Raphael Kuuchi, IATA Africa region vice president has denied the allegations, arguing that it is evaluating the bids from ICEA-Lion and Xplico Insurance.

“The applicants have not yet fully supplied the required documents and information to IATA. As soon as the applications have been completed, IATA will undertake the requisite evaluation at its head office in Montreal, Canada,” said Mr Kuuchi.

In order to operate as a local travel agent, a firm is required to produce a bank guarantee of about $1.5 million (Sh133.2 million).

This is what enables firms to obtain ticket stocks from the world’s airlines and access the billing and settlement programme for ticket sales.

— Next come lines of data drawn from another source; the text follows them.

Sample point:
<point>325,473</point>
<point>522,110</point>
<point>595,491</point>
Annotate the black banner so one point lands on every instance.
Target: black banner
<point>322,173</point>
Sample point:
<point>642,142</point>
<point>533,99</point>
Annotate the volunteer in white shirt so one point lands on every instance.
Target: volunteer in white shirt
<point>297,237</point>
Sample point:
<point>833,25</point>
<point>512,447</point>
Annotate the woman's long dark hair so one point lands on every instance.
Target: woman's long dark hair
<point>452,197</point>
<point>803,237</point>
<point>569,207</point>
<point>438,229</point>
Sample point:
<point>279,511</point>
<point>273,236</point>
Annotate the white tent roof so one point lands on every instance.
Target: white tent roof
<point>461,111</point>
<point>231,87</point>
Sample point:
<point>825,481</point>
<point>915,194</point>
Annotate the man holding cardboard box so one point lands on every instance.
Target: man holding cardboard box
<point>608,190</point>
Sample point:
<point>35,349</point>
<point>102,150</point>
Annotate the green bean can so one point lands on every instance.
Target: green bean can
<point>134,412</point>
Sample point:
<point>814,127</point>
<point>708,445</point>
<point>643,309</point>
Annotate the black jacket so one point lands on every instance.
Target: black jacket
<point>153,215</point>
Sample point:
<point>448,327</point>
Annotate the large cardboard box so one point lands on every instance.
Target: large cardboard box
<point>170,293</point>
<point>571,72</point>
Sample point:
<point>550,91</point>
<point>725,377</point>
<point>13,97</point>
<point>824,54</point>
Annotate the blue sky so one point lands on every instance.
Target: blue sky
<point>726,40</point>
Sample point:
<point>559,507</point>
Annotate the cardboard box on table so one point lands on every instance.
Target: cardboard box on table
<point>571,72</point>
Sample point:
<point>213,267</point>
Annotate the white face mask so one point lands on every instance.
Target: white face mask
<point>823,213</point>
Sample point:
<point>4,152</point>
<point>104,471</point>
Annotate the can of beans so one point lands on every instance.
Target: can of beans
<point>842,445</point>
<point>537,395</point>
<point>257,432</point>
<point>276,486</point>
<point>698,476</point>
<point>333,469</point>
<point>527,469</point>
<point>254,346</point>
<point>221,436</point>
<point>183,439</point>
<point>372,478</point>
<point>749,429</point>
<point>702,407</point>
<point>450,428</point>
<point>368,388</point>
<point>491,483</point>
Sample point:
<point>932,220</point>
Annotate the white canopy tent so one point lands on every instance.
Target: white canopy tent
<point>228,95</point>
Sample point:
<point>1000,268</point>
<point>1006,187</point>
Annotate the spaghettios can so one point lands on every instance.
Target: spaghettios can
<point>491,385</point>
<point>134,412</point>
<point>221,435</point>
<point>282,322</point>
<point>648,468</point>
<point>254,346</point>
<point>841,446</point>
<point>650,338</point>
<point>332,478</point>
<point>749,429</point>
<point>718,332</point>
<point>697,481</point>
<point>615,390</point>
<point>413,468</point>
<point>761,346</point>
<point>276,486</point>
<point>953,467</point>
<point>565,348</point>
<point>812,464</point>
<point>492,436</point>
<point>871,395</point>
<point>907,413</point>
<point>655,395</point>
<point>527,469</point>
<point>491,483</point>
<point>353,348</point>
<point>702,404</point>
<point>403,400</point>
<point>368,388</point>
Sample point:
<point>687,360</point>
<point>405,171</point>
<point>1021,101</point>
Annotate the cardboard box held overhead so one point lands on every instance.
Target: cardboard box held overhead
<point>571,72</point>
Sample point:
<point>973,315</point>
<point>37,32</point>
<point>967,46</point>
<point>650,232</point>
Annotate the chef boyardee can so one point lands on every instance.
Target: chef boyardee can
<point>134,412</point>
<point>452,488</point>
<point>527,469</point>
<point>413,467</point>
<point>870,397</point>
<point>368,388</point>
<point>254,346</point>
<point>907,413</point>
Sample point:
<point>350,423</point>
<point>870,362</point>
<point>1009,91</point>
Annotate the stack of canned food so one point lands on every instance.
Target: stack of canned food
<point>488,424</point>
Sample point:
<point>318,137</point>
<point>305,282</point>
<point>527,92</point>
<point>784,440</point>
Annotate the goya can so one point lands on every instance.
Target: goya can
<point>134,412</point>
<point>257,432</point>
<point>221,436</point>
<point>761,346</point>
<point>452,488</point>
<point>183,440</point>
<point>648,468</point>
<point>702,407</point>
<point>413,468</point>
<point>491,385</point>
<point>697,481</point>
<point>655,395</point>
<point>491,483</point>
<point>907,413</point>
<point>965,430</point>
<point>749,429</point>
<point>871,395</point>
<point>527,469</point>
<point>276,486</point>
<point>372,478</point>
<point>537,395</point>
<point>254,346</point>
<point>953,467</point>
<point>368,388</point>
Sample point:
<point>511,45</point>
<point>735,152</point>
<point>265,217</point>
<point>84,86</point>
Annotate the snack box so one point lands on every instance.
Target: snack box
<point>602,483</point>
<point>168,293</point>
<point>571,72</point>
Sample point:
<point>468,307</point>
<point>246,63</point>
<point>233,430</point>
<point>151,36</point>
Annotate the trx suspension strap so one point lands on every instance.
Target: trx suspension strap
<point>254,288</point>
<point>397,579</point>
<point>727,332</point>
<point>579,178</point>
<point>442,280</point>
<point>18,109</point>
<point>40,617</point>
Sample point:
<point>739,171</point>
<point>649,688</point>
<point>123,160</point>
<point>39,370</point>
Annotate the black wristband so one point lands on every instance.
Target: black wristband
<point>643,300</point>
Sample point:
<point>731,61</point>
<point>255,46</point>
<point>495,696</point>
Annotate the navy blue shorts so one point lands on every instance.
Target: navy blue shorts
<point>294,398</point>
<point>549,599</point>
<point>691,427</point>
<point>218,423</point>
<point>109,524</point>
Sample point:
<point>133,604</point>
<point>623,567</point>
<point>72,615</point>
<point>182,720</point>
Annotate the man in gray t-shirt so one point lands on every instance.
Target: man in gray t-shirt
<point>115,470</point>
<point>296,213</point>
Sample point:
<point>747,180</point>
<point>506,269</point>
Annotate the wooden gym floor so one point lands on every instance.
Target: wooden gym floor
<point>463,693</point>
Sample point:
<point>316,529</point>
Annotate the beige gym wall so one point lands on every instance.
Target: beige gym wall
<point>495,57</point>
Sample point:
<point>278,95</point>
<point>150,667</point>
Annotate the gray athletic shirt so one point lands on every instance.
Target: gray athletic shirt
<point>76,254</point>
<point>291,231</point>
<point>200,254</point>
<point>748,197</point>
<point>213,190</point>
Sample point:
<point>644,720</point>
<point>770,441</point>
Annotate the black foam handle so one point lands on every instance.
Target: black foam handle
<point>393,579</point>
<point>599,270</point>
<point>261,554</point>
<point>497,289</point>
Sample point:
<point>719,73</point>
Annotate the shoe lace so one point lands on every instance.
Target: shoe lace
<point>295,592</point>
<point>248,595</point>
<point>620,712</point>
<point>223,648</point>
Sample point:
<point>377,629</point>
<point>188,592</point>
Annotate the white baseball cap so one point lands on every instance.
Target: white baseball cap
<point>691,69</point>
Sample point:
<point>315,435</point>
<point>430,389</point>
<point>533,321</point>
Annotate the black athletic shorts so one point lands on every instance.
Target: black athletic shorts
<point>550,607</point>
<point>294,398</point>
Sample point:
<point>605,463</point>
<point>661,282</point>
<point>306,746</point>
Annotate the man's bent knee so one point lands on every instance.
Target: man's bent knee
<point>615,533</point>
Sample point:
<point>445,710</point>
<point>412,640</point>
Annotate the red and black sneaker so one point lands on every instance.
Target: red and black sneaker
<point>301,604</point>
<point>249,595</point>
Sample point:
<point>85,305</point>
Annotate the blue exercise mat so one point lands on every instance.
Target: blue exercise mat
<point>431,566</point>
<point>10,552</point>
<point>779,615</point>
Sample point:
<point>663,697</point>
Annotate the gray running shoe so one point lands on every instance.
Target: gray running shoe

Most travel agents could not afford the financial security, which promoted IATA and KATA to come up with an alternative where travel agents would buy credit insurance instead of the Sh133 million bank guarantees.

This arrangement is known as the default payment programme and IATA through a London-based insurance company restricted the local contract Saham Insurance Ltd.

In the past five years, KATA has been agitating for the opening up of the default payment programme market, arguing that this would lead to better and more competitive prices for the consumer. This is what triggered the restrictive trade inquiry.

IATA reckons it was not given a chance to respond to the accusations before the directive to sever ties with Saham was issued to it.

While IATA has already filed an appeal against the decision, the matter cannot be heard as Mr Rotich is yet to appoint a chair to the tribunal.
The quorum for a sitting is the chairperson and two other members.

“IATA cannot therefore properly exercise the right of appeal or seek any measures of protection, and faces a real threat if having the airline business in Kenya halted as a result of the actions of the CAK,” IATA said.